# Baby's First Title



## Loisiana (Jul 29, 2009)

Phoenix got his first title yesterday, RN. 

Since I'm not one to show dogs when they are really young, he is the youngest of my dogs to ever get a title at 15 months. He did it with style - he didn't lose any points on the way to his title, but the judge on the second leg did hit me a 2 point handler error for my side step. :uhoh: So his scores were 100, 98, 100.

Here's a video of his titling leg: [YOUTUBE]qneHmQyU8o[/YOUTUBE]

And a quick picture I snapped at the end of the class. I should have pictures taken by club in a day or two.


----------



## AmberSunrise (Apr 1, 2009)

Yay Phoenix & Jodie  

Congratulations handsome boy!!


----------



## solinvictus (Oct 23, 2008)

Way to go Team Phoenix!!!!! Congratulations.


----------



## Taylorsmum (Sep 30, 2014)

oh wow, congratulations.


----------



## hotel4dogs (Sep 29, 2008)

congratulations! The first one is very, very special!


----------



## Megora (Jun 7, 2010)

Big congrats Jodie<: 

He's going to be a great obedience dog.


----------



## Titan1 (Jan 19, 2010)

Yeah.. so proud of you two. Can't wait to see what the future holds!


----------



## CAROLINA MOM (May 12, 2009)

Congratulations to you and Phoenix, fantastic job and accomplishment!

Very handsome boy!


----------



## Loisiana (Jul 29, 2009)

Titan1 said:


> Yeah.. so proud of you two. Can't wait to see what the future holds!

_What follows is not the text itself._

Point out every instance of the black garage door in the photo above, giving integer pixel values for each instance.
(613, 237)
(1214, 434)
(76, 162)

Today it holds chilling on the couch.


----------



## TheZ's (Jun 13, 2011)

Congrats! I'm guessing it's just the first of many to come. He looks like such a happy guy. Just wondering if that's a martingale collar he's wearing and if they're ok for obedience competition?


----------



## Loisiana (Jul 29, 2009)

TheZ's said:


> Congrats! I'm guessing it's just the first of many to come. He looks like such a happy guy. Just wondering if that's a martingale collar he's wearing and if they're ok for obedience competition?


yes, it's a martingale and yes they are fine for obedience. I started using martingales on Flip when he was young because he would get excited at a show and slip his collar. Actually Flip still sometimes slips his collar at 5 years old, he's a bit of an expert at it. I've never had Phoenix slip a collar, but I have pretty ones so he still wears one sometimes. This one is one of the braided leather Stibbar collars.


----------



## Loisiana (Jul 29, 2009)

My next plan is to find some more challenging show sites. I carefully chose small trials without a lot going on to get him started on, now I'd like to try him out at some bigger trials with lots of rings and commotion. Problem is there aren't any trials within a few hours from here for several months.


----------



## 2golddogs (Oct 19, 2009)

Congratulations! He look fantastic wearing his ribbon.


----------



## Sally's Mom (Sep 20, 2010)

Congrats, he is very handsome and accomplished..


----------



## MaureenM (Sep 20, 2011)

Congratulations!!! Such a Handsome, Happy Boy!!!!


----------



## boomers_dawn (Sep 20, 2009)

congratulations and cutest. photo. ever.


----------



## Loisiana (Jul 29, 2009)

Just got picture taken by the club


----------



## AmberSunrise (Apr 1, 2009)

He has his mama's smile 

Congrats again!


----------



## Christen113 (Dec 3, 2014)

Congrats! Looks like he's smiling!


----------



## Loisiana (Jul 29, 2009)

I was hoping she'd get some nice pictures of him heeling, but looks like all she got was a pic during a halt walk around. Oh well, shows off his nice golden color


----------



## cubbysan (Mar 13, 2007)

Great job! He looks very proud!


----------



## MustLoveGoldens (Sep 13, 2014)

Congratulations! Love the pictures you posted.


----------



## GoldenSkies (Feb 27, 2014)

Congratulations Phoenix !!


----------